On February 14, 1964, Perez managed to arrange for his parents' departure to Mexico City. They stayed in Mexico City until April 5 of that year, when they were reunited in Miami.

Perez earned a Bachelor's in Education and a Master of Science in Human Resources with a specialization in exceptional children. His father revalidated his degree and earned another bachelor's degree in education at Biscayne College. In 1968 they established the first Lincoln-Marti School.

Perez died on March 10, 2023, at the age of 77.

==Politics==
From 1981 to 1985, Perez served as member of the Miami City Commission. During that tenure he also served as Vice-Mayor of the city.

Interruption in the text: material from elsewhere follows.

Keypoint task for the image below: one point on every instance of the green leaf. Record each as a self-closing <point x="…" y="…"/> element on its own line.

In 1996 he was elected as a member of the Miami-Dade County School Board, representing District 5. During his first two years on the Board, he served as its vice-chair after having won more than 72% of the vote in the November 1996 general election and was reelected, without opposition, in November 2000.

Perez also served as President of the Interamerican Center for Municipal Cooperation (CENICOM) for which he organized three summits that were held in Miami and included the participation of thousands of municipalities from the Americas. This annual convention was a first-of-its-kind event in Miami.

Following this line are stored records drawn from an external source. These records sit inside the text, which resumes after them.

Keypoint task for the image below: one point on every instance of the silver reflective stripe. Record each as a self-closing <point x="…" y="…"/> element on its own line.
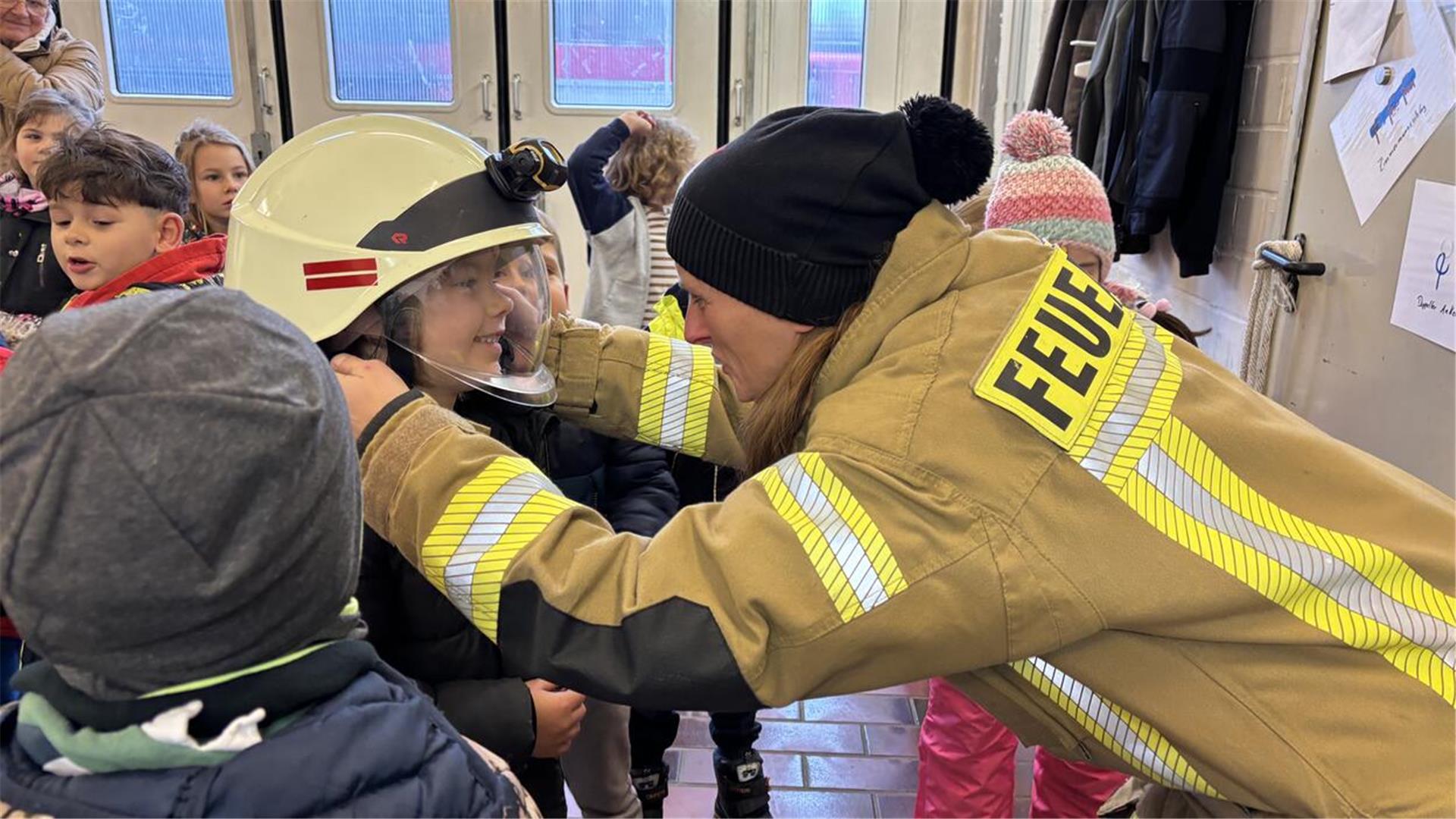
<point x="1130" y="407"/>
<point x="674" y="404"/>
<point x="849" y="553"/>
<point x="1321" y="569"/>
<point x="485" y="531"/>
<point x="1114" y="725"/>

Perez was also a member of numerous civic, patriotic and cultural organizations and boards.

In his time on the school board, he led an educational crusade called "Dade Educational Challenge '96." Among Demetrio's main achievements are:

- Mandatory school uniforms
- School safety
- Creating a closed lunch policy in Miami-Dade's public schools
- Recognition of Hispanic contributions to the history of the United States through the "Legacy" curriculum
- Air conditioning on public school buses
- Inspirational calendar

In 2002, Perez pleaded guilty to felony charges of defrauding three elderly tenants in low-income Little Havana apartments that he owned. The original indictment alleged that Perez operated a scheme to defraud the Section 8 program of the U.S. Department of Housing and Urban Development, and charged him with mail fraud, conspiracy to commit mail fraud, and making false statements on federal forms. As part of a plea bargain with prosecutors, Perez was subsequently sentenced to six months of house arrest and 18 months of probation. The convicted felon has continued to be investigated for additional issues through 2020.

==Other initiatives==
LIBRE newspaper, which was founded in 1966, is published weekly, 52 times per year. The print edition has 64 pages and there is also an online edition at www.libreonline.com that has up-to-the-minute coverage of news and current events. It was distributed together with the Miami Nuevo Herald as a paid advertising insert. On September 14, 2020, the Herald ended all business relations with Libre after multiple instances of anti-Semitic and racist commentary in the supplement that the newspaper hadn't been aware of.

Perez's daily radio commentaries, in addition to being broadcast on the radio, are distributed free via e-mail to thousands of subscribers. There is also www.lincolnmarti.tv that broadcasts information about the schools and community events. He also organized the yearly banquet for the citizens of the Province of Matanzas in Cuba, bringing together the members of his hometown and their families and descendants during November of each year. He also directed the annual Jose Marti Parade which brings together children from public and private schools in Miami-Dade to honor the legacy of Jose Marti. As part of this event he sponsored a poetry contest.